Q4. A "Token Grant" of ₹1 is sought in order to:

(a) Meet an unexpected emergency like war
(b) Make funds available for a new service by re-appropriation
(c) Regularise money already overspent
(d) Top up a service that ran short of funds
Show Answer
Answer: (b). A Token Grant (₹1) is sought when funds for a new service can be found by re-appropriating existing money — the ₹1 is a symbolic request for Parliament's nod. (a) is a Vote of Credit, (c) an Excess Grant, and (d) a Supplementary Grant.

Frequently Asked Questions

Q1. What is the official name of the Union Budget?

The "Annual Financial Statement," laid before Parliament under Article 112. It is a statement of the government's estimated receipts and expenditure for the financial year, prepared by the Budget Division of the DEA, Ministry of Finance.

Q2. What is the difference between the Appropriation Bill and the Finance Bill?

The Appropriation Bill authorises the government to withdraw money from the Consolidated Fund to meet approved expenditure. The Finance Bill gives legal effect to the government's tax proposals (rates, exemptions). One unlocks spending; the other enables taxation.

Q3. What is charged expenditure, and why can't Parliament vote on it?

Charged expenditure is spending that is automatically met from the CFI without a vote — such as the salaries of the President, the CAG, and the higher judiciary. It is non-votable to protect these offices' independence from political pressure; Parliament may discuss it but cannot reduce or block it.

Q4. How does an interim budget differ from a vote on account?

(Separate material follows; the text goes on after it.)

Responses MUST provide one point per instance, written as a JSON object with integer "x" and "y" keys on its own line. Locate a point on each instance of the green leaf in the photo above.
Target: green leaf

An interim budget is a full caretaker budget (covering both receipts and expenditure) presented before elections, minus major new policies. A vote on account is narrower — only permission to spend from the CFI for a couple of months until the full budget is passed.

💡

Key Takeaways

  • The budget = "Annual Financial Statement" (Article 112), prepared by the DEA's Budget Division and approved by Parliament.
  • Constitutional backbone: Articles 112 (AFS), 113 (President's recommendation), 114 (no withdrawal without approval), 266 (CFI + Public Account), 267 (Contingency Fund) — plus 110 (Money Bill) and 265 (no tax without law).
  • Six stages: Presentation (1 Feb) → General Discussion → Committee Scrutiny → Voting on Demands → Appropriation Bill → Finance Bill (with cut motions & the Guillotine).
  • Charged vs voted: charged spending (President, CAG, judges) is non-votable to protect independence; voted spending needs Parliament's approval.
  • Election-year tools: an interim budget is the caretaker plan; a vote on account is the stop-gap cash to "keep the lights on."
  • Six grants: Supplementary (top-up), Additional (new service), Excess (overspend, post-facto via PAC), Exceptional (special one-off), Token (₹1 re-appropriation), and Vote of Credit (blank cheque).